Sugar is STILL responsible for the obesity epidemic in the United States and most people are beginning to realize this fact more and more by cutting back on their consumption of it. Why else has the Sugar Association and their attack dogs been watching this blog's comments about sugar in recent months and even going after competing companies like the makers of Splenda?

This study did not show any distinction between the sugar content of the cereals that were eaten by the participants. You cannot assume they all ate "healthy" cereals or sugary cereals because that information is simply not available. It would have been an interesting further breakdown in the study, though.

I'm also wondering why girls were the only ones observed in this study. Why weren't 9-10 year old boys examined, too? Don't they have just as much of an obesity problem as their female counterparts? I'd be interested in seeing if the same conclusions can be made about boys as there was for girls regarding breakfast consumption.

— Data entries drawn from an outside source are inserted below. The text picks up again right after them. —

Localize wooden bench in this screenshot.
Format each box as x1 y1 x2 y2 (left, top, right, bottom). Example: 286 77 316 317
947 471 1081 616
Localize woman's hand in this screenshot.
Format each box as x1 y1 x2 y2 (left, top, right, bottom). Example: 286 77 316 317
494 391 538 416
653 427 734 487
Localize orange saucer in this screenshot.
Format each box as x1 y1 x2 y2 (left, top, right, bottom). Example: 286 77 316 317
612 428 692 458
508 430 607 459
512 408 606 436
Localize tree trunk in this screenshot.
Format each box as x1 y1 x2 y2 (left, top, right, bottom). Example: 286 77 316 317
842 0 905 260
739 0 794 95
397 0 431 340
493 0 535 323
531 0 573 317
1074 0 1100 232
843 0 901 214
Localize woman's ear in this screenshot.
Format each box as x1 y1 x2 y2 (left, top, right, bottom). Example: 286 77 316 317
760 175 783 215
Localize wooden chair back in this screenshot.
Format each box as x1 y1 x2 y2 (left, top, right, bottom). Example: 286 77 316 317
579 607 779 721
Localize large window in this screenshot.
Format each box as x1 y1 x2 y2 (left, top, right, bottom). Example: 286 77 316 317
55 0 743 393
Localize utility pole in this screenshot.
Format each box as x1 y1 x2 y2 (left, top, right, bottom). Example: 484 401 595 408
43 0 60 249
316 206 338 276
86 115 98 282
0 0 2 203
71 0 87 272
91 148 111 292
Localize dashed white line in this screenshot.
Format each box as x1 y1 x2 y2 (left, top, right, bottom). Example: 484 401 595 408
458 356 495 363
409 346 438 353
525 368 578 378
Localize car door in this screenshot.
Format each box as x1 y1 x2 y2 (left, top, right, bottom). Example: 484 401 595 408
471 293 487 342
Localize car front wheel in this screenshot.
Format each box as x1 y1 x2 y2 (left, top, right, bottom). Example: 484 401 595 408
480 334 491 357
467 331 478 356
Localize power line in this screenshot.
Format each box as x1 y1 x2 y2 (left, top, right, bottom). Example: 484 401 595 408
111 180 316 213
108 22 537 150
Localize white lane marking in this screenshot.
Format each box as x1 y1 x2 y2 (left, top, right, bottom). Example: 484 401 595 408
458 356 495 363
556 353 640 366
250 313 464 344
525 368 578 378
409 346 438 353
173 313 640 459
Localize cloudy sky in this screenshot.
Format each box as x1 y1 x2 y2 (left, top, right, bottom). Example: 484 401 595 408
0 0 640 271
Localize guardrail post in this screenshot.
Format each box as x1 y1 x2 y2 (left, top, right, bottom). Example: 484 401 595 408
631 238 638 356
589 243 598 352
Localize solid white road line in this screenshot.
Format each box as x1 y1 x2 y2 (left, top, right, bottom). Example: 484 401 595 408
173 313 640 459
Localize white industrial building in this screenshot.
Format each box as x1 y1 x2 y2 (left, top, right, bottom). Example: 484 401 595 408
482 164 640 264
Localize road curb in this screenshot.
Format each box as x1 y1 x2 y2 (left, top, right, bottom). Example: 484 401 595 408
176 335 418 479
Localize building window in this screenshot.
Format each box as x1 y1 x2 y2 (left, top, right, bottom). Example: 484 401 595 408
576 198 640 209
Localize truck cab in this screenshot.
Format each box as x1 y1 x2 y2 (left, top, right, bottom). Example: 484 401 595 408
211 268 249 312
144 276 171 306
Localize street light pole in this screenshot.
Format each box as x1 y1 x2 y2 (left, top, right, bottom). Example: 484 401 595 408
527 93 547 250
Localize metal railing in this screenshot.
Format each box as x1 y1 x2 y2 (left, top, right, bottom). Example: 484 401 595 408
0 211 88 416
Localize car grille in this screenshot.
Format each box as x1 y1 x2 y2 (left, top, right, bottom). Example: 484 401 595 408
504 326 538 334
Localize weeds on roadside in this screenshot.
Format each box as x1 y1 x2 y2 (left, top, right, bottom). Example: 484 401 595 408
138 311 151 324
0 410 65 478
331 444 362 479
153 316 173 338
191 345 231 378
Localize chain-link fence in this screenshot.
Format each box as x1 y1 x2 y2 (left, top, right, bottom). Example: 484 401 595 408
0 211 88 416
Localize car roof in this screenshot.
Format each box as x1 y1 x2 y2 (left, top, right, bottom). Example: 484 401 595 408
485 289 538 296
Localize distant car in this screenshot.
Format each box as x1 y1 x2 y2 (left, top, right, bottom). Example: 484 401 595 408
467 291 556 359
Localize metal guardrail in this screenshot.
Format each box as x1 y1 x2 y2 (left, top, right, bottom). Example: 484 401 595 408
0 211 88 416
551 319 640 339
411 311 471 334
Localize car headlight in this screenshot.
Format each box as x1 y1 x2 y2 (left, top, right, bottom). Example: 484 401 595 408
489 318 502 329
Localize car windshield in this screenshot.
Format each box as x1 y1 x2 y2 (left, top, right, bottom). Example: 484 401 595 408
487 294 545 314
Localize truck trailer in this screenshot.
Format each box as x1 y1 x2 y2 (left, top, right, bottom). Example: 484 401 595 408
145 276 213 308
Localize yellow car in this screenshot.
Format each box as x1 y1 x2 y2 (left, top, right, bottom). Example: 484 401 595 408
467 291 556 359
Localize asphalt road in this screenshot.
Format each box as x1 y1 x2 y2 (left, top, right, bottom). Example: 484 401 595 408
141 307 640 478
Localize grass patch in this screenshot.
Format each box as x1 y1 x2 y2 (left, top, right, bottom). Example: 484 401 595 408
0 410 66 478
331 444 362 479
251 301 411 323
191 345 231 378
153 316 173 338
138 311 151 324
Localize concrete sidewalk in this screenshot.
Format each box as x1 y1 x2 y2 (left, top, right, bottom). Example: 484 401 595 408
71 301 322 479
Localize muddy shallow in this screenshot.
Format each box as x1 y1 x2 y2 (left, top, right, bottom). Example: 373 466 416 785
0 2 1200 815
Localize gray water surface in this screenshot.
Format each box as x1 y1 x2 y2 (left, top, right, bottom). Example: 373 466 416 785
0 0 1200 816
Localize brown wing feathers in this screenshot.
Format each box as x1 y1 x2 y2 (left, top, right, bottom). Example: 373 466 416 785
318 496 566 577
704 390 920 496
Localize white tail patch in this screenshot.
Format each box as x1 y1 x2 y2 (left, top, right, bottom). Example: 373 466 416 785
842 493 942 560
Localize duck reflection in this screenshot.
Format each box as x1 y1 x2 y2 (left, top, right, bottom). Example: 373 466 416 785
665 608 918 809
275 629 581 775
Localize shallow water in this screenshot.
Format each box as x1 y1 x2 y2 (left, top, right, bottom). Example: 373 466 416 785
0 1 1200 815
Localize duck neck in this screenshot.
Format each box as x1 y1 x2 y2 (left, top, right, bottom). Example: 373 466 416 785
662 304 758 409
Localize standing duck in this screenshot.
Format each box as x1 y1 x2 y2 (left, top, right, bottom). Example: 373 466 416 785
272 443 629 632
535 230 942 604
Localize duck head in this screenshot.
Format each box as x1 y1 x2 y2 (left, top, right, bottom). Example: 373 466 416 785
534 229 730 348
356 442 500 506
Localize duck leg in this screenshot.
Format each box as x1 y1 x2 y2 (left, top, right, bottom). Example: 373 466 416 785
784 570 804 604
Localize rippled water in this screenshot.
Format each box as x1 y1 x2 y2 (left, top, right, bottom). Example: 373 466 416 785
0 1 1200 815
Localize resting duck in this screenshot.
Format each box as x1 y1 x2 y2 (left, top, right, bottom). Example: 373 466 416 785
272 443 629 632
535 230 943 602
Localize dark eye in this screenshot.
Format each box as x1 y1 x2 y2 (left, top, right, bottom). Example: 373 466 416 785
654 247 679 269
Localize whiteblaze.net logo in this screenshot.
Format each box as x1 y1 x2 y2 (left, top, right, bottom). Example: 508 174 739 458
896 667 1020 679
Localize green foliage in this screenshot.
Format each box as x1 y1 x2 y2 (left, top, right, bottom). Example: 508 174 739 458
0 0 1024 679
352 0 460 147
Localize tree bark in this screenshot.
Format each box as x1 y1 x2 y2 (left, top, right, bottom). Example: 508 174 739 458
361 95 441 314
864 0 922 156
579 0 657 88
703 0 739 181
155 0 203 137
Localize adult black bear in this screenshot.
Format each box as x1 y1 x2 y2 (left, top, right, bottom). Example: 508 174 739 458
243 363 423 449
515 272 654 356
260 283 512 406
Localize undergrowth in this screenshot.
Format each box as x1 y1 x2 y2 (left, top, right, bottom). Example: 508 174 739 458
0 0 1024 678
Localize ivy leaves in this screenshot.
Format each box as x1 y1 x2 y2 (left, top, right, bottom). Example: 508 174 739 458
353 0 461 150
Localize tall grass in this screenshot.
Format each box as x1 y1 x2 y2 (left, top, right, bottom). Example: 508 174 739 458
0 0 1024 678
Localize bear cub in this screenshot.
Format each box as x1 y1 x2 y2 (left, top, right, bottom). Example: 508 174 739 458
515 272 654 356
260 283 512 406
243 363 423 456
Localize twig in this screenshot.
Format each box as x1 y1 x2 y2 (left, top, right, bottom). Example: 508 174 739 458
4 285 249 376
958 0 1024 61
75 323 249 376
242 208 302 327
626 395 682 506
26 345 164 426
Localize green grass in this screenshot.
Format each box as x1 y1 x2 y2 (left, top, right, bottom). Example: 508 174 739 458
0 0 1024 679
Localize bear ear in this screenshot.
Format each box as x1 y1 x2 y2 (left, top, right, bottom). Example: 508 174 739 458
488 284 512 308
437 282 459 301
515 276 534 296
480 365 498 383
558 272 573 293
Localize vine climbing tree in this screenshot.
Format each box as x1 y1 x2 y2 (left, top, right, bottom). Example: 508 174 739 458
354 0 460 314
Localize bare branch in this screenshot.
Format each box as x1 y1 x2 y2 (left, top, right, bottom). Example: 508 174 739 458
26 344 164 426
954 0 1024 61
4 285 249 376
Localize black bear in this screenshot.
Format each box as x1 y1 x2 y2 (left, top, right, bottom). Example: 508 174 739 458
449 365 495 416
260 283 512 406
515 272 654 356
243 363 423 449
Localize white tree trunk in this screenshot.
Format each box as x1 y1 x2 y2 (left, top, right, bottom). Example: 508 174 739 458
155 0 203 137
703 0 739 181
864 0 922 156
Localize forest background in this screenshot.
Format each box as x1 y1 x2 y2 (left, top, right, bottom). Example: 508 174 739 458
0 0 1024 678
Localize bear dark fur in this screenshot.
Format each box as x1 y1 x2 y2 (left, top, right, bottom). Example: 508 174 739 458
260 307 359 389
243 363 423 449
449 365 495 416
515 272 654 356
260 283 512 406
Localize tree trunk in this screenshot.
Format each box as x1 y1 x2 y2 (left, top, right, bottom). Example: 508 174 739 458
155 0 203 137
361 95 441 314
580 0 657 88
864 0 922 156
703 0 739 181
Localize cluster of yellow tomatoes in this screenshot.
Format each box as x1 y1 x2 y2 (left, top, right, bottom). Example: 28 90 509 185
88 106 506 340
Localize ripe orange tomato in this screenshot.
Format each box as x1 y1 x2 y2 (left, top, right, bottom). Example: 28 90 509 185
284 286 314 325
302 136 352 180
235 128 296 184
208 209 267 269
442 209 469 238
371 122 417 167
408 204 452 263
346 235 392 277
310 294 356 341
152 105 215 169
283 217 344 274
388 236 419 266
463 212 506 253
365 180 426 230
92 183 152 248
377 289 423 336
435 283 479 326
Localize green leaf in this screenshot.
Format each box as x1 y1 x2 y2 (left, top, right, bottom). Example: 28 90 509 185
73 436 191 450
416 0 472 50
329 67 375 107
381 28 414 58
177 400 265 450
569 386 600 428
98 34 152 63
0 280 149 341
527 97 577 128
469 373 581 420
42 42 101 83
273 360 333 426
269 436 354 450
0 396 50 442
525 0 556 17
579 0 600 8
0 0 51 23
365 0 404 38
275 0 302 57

Eating breakfast really is the most important meal of the day. I believe that statement wholeheartedly and highly recommend anyone who is on a low-carb lifestyle to NEVER skip breakfast. If you do, then you are simply setting yourself up for temptation and probable failure in your weight loss attempts. Breakfast really should be your favorite meal of the day when you are low-carbin' it because you can eat lots of delicious low-carb foods such as eggs, cheese, bacon, sausage, ham and much more! So, eat up and live well. That's the livin' la vida low-carb way!